Working out loud enables others to better understand you and your work. That can be an advantage if it allows you to focus on them.

Working out loud is not close to common. The practice is growing as more people realise the benefits of purposefully sharing their work in progress. However, it a passionate but small community who consistently practice working out loud.

As someone who works out loud a lot, I have seen a particular advantage in the asymmetry of working out loud practice. People I meet often know a lot about what I do. That enables our interaction to focus more on what they do.

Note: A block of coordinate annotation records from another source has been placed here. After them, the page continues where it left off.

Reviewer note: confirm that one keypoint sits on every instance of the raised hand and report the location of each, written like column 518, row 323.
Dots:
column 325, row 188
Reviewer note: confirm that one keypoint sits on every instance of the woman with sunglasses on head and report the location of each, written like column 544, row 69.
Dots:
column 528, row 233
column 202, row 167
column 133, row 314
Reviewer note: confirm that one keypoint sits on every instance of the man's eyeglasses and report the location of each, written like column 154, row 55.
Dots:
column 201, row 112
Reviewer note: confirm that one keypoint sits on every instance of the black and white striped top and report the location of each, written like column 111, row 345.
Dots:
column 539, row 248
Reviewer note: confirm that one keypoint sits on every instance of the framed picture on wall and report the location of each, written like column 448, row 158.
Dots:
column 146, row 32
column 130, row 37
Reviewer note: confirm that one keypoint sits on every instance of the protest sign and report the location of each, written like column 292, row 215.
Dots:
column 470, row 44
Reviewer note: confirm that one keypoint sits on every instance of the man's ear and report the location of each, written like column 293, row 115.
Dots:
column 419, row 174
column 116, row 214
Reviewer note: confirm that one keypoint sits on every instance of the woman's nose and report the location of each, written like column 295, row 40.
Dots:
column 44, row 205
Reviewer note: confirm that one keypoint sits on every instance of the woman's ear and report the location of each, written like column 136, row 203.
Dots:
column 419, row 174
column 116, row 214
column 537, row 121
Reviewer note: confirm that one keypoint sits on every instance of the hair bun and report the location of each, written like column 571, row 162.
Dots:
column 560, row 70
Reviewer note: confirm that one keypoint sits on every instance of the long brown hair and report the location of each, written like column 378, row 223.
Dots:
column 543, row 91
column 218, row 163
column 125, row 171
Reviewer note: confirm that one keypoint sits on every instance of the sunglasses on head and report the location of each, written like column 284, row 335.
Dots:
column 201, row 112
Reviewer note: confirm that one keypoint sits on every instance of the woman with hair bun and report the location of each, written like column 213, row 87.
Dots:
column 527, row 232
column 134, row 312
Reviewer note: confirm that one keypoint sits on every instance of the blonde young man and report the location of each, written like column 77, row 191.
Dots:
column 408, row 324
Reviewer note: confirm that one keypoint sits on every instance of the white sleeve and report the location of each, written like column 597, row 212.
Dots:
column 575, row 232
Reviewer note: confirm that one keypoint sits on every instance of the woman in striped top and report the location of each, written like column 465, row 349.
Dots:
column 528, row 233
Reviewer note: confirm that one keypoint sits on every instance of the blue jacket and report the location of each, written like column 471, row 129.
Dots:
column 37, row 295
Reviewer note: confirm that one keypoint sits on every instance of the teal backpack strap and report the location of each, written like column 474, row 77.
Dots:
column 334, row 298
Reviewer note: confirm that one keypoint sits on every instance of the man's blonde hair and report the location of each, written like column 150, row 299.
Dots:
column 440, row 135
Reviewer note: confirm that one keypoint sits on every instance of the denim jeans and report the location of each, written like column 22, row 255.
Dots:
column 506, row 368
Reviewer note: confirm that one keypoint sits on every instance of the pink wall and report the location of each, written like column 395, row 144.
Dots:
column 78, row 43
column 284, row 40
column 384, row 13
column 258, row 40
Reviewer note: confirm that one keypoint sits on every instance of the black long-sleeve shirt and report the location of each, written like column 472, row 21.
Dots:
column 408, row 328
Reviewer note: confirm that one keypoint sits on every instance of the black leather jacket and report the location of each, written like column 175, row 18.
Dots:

There are a number of advantages in my working having been exposed first:

  • Pull over Push: In discussion people will bring up the ideas and work that I have done that they want to discuss. They pull me towards more effective conversation without the hard work of pitching and digging. People choose to interact based on what they already know of my work. That is a better and more useful choice.
  • Trust comes with understanding: the more someone has followed my work the better they are likely to understand my approach and who I am. That provides a sure foundation for our interaction and helps ensure that there are fewer misunderstandings. Ultimately, if they chose to interact on the basis of that knowledge I can be surer that we are likely to have a productive conversation based in deeper trust.
  • Less Talk & More Listening: The less I have to talk to explain myself in an interaction the more I can listen. Listening to another person is a great way to build understanding and connection but our desire to get out the story of our work can get in the way. We all love to be heard.  People enjoy a conversation that is mostly about their work, needs and challenges.
  • More work solving problems: The less time I have to spend on pitching and explaining my work the more time we can spend discussing solutions to problems. Being able to reference already shared work saves time too. Having another person in the conversation who is familiar with your thoughts and approaches can mean both of you can collaborate to solve ideas together.

3 Comments

  1. Michelle Ockers says:

    These are great reasons to work out loud consistently Simon, regardless of whether it is others inside an organisation, potential clients if you consult externally, or people in your network that you are engaging with. I recall getting to know the work of Helen Blunden well through her blogging such that when I needed to find someone to help with a social learning program I knew how she would approach this work before I talked to her. Thanks for the nudge to get more consistent with my working out loud, especially blogging.

  2. Thanks a lot for sharing that – can fully support your experience- I wrote about it 2015, when I had not read the great book of John: http://www.harald-schirmer.de/2015/05/06/working-out-loud-in-practice/ today, we are promoting #WOL in our company as one of the best ways to #goDigital

  3. Great points, Simon. Many years ago I used to worry about the “uselessness” of my reading so many books (and book reviews) as I did not necessarily apply the lessons or skills from them diligently. I used to mention about my reading habit to many people. This gradually led to many people seeking out reading recommendations and also sharing with me whenever they read an interesting book. This obviously increased the range of books I could stay informed about and be more helpful when others asked. I also noticed that unlike the gossip/small talk that people often indulge in, when they interacted with me, they would quickly move to a more knowledge-sharing mode of conversation. Your first and fourth points reminded me of this, which I have never framed as an instance of WOL. Thanks.